Straight Talk From Steve
The Bivalent Booster
September 8, 2022 | View PDF
Two weeks ago, I addressed the reset at the Center for Disease Control and Prevention (CDC) due to their failure to adequately guide the American public through the COVID-19 outbreak, and last week I addressed how the military has failed to adjust their policies to the facts about the COVID-19 vaccinations and natural immunity.
So, today I would like to focus my attention on the Federal Food and Drug Administration (FDA), which approved a new booster shot last week. Because of this latest development, I believe it is time to inform the public about the latest science regarding that booster shot as well as other treatments for the coronavirus.
As I said, last week the FDA approved a new booster shot for the new strains of the coronavirus. The new booster is a “bivalent” booster shot meaning that it has been specially formulated to target the original coronavirus as well as the Omicron variant and the latest subvariant of the coronavirus known as BA.5. The booster shots are being manufactured by both Pfizer and Moderna and contain the same problematic mRNA technology used in the original vaccines and boosters that caused 44 percent of pregnant women to lose their babies.
These new bivalent booster shots should be considered experimental. Although Pfizer and Moderna have administered the boosters to some human beings, the FDA is mostly relying upon experimental doses given to mice. When the new boosters were introduced last week Dr. Robert M. Califf, the FDA Commissioner, admitted publicly that regulators do not know when they will see data on how well the new boosters are working. Until we have this data, which could take years, these new bivalent boosters should be considered experimental.
The FDA is chasing its own tail, but you don’t have to take this from me. Last week Dr. Gregory Poland of the Mayo Clinic compared the FDA’s booster shot strategy to a dog chasing its own tail because the virus tends to mutate faster than the pharmaceutical companies can keep up with new boosters. Because of the virus’s tendency to rapidly mutate, Dr. Poland told the New York Times that, besides the elderly and those with immune deficiencies, the new bivalent booster shots likely won’t make a substantial impact with the rest of the population.
So, while the FDA continues to chase its own tail by creating more and more boosters, which only last for a season, other countries around the world are discovering the benefits of using therapeutic drugs to treat the symptoms of the disease. For example, the latest study on the use of ivermectin to treat the symptoms of the coronavirus was published on August 31 by a team of scientists in Brazil. That study can be found online at http://www.cureus.com.
What the Brazilian study found was absolutely amazing! The study focused on 223,128 subjects from the City of Itajai. 159,560 adults were not infected by the coronavirus until July 7, 2020, and among them 28.7 percent never used ivermectin, while the other 71.3 percent did. The study found that among the regular users of ivermectin, there was a 100 percent reduction in the hospitalization rate! Moreover, the study also found that the mortality rate was 92 percent lower among regular users of ivermectin than among non-users of the drug!

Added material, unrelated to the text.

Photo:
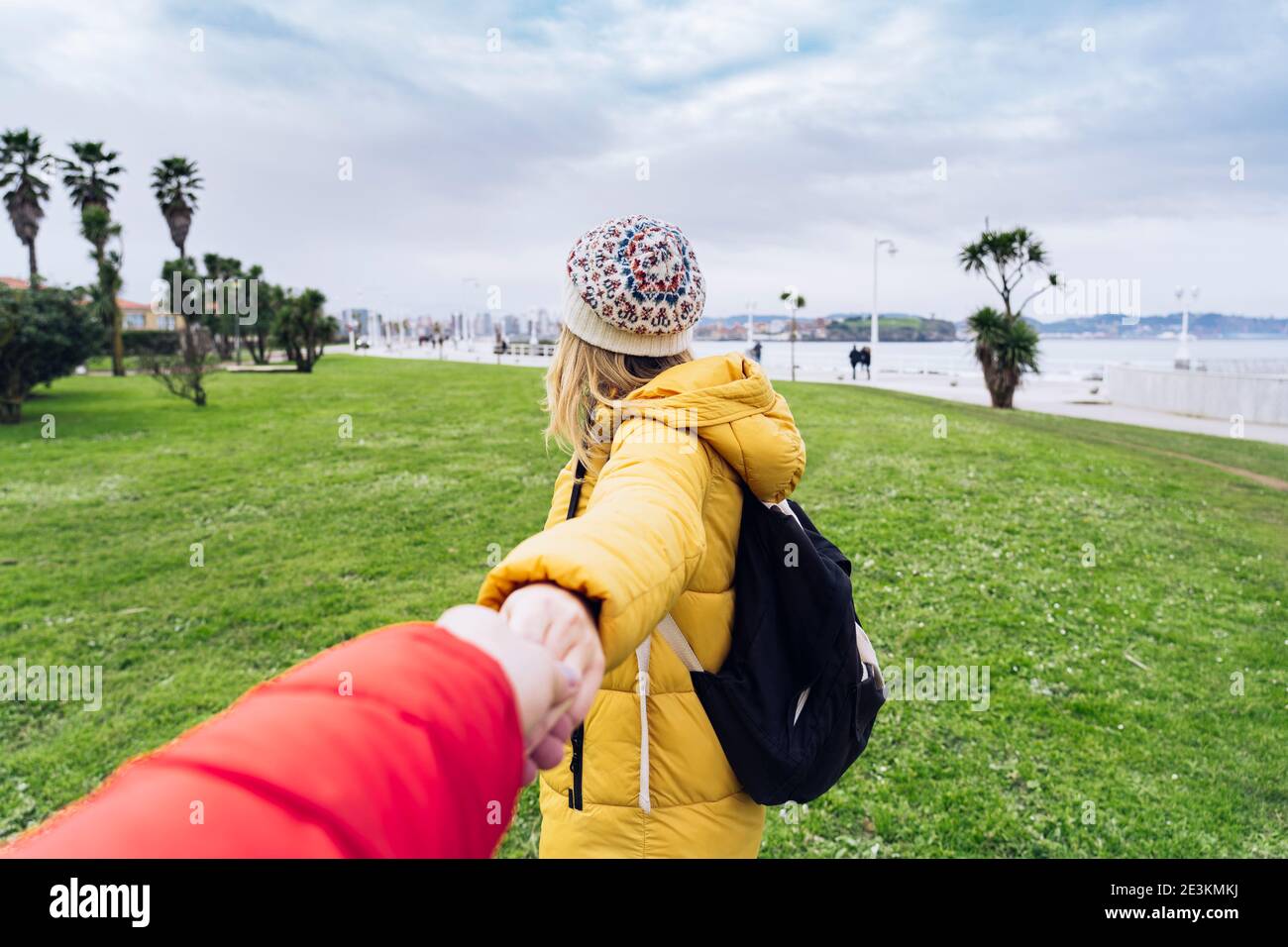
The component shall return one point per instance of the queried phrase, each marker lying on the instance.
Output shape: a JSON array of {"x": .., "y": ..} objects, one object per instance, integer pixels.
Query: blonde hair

So, there you have it. The FDA continues to discourage the use of ivermectin to treat COVID-19 on its website. Meanwhile, there are about 40,000 people hospitalized in the United States for the coronavirus, and we continue to lose about 500 Americans per day to the disease. Common sense would dictate that the FDA reconsider its strategy and take a hard look at therapeutic drugs, such as ivermectin, hydroxychloroquine, and budesonide inhalers.
We now have an abundance of sound scientific evidence that these therapeutic drugs keep large percentages of infected people out of the hospital and prevent them from dying from the disease. For the FDA to continue to deny the American people access to these therapeutic drugs is criminal, and they should be held accountable for every death that occurs without access to these drugs. Whether or not to administer these therapeutic drugs is a decision which should be made between a patient and his or her physician without any more interference from the FDA.